Partai yang dipimpin oleh Sahrin Hamid, mantan juru bicara Anies Baswedan pada Pilpres 2024, ini mendaftar setelah merampungkan syarat administrasi di tingkat daerah.
ADVERTISEMENT
SCROLL TO RESUME CONTENT
Ketua Umum PGR, Sahrin Hamid, menyatakan, jika pendaftaran ini merupakan hasil kerja keras pengurus daerah yang telah melengkapi 38 Surat Keterangan Terdaftar (SKT) secara nasional per 22 Juli 2026.
”Alhamdulillah kemarin, tanggal 22 Juli 2026, kita melengkapi 38 Surat Keterangan Terdaftar dari Sabang sampai Merauke. Telah kita sempurnakan ikhtiar ini untuk Indonesia yang lebih baik,” kata Sahrin dalam keterangan tertulisnya, Jumat (24/7).
Sahrin mengklaim bahwa PGR adalah partai yang lahir dan berkembang murni dari akar rumput, bukan dibentuk berdasarkan instruksi dari elite politik.
Lebih lanjut, ia mengingatkan seluruh kadernya bahwa pendaftaran ke Kemenkum baru merupakan tahap awal dari proses panjang legalitas partai.
Setelah disahkan sebagai badan hukum, PGR menargetkan untuk lolos verifikasi sebagai peserta pemilu pada tahun depan guna berkontestasi dan memenangkan Pemilihan Umum (Pemilu) 2029.

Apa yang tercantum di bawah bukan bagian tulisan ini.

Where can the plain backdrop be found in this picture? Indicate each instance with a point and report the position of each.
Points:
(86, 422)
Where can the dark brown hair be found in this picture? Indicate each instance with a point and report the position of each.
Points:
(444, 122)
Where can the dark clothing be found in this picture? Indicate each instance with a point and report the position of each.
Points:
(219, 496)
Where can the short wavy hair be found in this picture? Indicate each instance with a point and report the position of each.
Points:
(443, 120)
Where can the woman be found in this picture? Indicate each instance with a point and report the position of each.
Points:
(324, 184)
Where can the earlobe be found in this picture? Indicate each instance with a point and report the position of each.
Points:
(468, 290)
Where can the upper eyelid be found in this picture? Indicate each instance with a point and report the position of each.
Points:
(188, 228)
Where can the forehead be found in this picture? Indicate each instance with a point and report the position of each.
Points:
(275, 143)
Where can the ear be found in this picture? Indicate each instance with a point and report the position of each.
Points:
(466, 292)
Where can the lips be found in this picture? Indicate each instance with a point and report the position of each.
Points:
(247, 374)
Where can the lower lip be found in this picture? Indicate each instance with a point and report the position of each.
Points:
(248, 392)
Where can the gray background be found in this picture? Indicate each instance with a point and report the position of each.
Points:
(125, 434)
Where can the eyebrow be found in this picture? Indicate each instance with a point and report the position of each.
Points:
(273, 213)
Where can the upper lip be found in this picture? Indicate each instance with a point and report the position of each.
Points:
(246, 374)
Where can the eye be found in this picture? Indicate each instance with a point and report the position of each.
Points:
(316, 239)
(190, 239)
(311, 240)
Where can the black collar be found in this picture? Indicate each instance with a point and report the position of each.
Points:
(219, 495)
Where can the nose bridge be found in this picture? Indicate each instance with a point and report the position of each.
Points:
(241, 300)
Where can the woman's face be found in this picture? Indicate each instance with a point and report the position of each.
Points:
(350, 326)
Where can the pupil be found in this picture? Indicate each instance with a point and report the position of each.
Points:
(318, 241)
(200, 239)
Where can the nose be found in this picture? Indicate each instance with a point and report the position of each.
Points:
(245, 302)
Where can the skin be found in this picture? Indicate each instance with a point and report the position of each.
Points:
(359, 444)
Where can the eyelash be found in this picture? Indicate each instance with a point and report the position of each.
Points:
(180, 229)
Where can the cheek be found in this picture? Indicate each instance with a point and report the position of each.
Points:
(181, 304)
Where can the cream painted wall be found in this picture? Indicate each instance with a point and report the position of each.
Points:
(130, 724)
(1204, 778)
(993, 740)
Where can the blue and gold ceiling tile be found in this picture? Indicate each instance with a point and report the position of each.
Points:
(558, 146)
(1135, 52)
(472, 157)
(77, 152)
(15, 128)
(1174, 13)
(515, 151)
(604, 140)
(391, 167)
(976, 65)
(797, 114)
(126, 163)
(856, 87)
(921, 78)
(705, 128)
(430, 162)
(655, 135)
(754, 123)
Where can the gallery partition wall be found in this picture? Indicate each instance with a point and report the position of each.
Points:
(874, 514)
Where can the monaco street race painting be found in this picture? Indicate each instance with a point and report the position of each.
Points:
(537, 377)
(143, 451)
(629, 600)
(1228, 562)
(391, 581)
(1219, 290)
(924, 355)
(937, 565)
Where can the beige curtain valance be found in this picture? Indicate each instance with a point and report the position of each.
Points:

PGR sendiri memiliki kedekatan erat dengan mantan Gubernur Jakarta, Anies Baswedan. Sebelum menjadi partai politik, PGR bermula dari organisasi masyarakat (ormas) yang dideklarasikan pada 27 Februari 2025.
Dalam deklarasi tersebut, Anies turut hadir dan dinobatkan sebagai ‘Tokoh Inspirasi’. Sahrin menyebut PGR dibentuk sebagai wadah perjuangan bagi para relawan perubahan yang menjadikan Anies sebagai simbol panutan. (*)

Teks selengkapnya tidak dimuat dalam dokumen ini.